Cybercrime trends tend to fluctuate with current events. It’s sickening how whenever a natural disaster occurs, pretty soon thereafter you will hear about imposter charities trying to get some of the money that well-meaning people want to donate. You just have to be very careful who you give money or personal information to, especially on the internet.
Before you donate any money to a charity, make sure it is the real deal. With the recent problems following the earthquake in Haiti, a slew of con artists started trying to trick people out of their money. The FBI even put out an alert back in January that warns people if anyone claiming to be an earthquake victim tries to contact them. This just goes to show you how uncaring these criminals really are when they prey on the good will of others.
During April when income tax season is going full speed in the United States, there are numerous scams to be found when it comes to tax returns and filings. The most common tax scam is a basic phishing attempt built around tax returns. You’ll get an email that looks like it is from the IRS, and in the email they will claim to need more information from you in order to process your return. To help butter you up, they might promise thousands of dollars in tax return money if you give them what they want. With many people filing their taxes electronically, and some perhaps not knowing any better, this can be an easy scam to catch the unsuspecting.
To help combat this annual problem, the Internal Revenue Service maintains a web page full of information regarding all the various tax scams that pop up throughout the year.
Social networking sites like Facebook are still extremely popular these days, so they make a prime target for scammers looking to con people into giving up their private information.

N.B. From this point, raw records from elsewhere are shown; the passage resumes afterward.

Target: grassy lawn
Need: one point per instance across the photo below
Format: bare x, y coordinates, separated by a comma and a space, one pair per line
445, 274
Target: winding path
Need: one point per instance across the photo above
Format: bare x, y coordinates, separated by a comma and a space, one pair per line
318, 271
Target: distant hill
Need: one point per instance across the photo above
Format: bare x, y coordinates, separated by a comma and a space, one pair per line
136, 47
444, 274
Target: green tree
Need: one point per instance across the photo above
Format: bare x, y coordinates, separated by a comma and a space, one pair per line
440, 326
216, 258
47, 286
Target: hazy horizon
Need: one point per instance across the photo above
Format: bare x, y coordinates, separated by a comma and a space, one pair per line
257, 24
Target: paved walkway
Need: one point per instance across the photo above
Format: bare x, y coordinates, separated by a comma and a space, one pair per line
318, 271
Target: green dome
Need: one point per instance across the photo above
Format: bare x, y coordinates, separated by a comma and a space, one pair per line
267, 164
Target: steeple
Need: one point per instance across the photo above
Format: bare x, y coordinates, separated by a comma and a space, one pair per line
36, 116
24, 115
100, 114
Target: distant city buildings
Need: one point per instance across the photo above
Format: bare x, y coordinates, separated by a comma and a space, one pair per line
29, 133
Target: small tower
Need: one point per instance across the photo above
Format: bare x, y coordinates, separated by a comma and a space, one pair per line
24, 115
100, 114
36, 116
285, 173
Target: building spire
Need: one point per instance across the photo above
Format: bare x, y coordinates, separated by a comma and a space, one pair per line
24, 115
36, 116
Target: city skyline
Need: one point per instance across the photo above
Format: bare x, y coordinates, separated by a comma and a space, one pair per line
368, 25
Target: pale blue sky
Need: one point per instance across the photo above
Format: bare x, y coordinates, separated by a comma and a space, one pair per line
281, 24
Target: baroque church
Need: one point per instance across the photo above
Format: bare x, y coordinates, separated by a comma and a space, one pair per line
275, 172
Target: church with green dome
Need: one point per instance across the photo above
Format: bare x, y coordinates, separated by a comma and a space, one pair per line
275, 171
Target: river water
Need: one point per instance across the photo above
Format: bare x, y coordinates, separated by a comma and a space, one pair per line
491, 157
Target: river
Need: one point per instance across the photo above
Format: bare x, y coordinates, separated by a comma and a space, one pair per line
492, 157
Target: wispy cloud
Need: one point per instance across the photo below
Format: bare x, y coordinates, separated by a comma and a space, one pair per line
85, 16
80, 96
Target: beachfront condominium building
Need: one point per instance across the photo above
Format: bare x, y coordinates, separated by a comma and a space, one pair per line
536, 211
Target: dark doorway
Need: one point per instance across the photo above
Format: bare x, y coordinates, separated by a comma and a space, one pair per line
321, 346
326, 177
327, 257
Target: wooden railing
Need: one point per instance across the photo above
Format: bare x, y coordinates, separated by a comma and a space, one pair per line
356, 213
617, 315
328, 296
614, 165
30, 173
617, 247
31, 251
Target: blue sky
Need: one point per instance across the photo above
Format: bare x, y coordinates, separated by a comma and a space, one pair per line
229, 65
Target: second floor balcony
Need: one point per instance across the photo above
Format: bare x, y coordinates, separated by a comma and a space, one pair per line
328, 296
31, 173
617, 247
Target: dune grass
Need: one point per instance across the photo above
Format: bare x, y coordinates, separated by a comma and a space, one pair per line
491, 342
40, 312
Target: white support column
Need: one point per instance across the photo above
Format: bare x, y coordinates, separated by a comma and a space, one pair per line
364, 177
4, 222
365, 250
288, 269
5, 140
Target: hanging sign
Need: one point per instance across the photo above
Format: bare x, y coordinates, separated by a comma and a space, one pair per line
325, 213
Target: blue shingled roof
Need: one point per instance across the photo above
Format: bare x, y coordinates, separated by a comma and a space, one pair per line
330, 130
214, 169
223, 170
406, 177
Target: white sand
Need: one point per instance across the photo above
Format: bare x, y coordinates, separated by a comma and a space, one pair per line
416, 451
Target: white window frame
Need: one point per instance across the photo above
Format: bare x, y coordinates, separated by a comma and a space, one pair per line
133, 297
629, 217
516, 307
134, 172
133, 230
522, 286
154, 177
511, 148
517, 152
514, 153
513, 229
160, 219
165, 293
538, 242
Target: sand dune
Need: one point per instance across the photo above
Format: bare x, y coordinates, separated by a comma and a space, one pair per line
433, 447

Where MySpace used to be overrun with spammers from porn sites and crappy bands trying to pad their list of friends, Facebook has the occasional surge of bogus apps that redirect users to sites that try to make them download things like fake security software.
I am a pretty avid Facebook user and have seen firsthand the results of a bogus app that tried to trick people into thinking they could see who was looking at their profile. I don’t remember the exact wording, but the idea was that if you allowed this app onto your profile, it would let you see if anyone that wasn’t your friend had been searching for you or looking up your information. If such a thing did exist, it would be nice to have, but it does not exist. Instead, people who signed up for the app would get redirected to a website outside of Facebook where it tried to make them install what turned out to be fake security software that took over their system.
Fake Security Software
When it comes to cybercrime, I think the most bothersome of them all is the widespread infections of fake security software. These programs are designed to look like real virus scanners or antispyware software, and they bombard you with pop-up messages and disable certain system utilities by saying your computer is infected and the only solution is to buy an upgrade to get rid of the viruses and malware. If you give in and make the purchase, then you are giving your credit card information away to scammers. What annoys me so much about these type scams is how commonly found they can be, and most of them come in through advertising feeds that aren’t monitored by the sites than run the ads.
How to Avoid Being a Victim of Cybercrime
The best way to protect yourself from cybercriminals is to be smarter than them. The key to doing so is to be suspicious of everything that seems even the slightest bit untrustworthy. Don’t respond to email solicitations for any reason. Don’t even respond to phone calls to your home, because scammers often take the direct approach that way, too. If you keep abreast of all the criminal activity going on out there, then you’ll be better able to recognize a potential thread and keep yourself from being the next victim.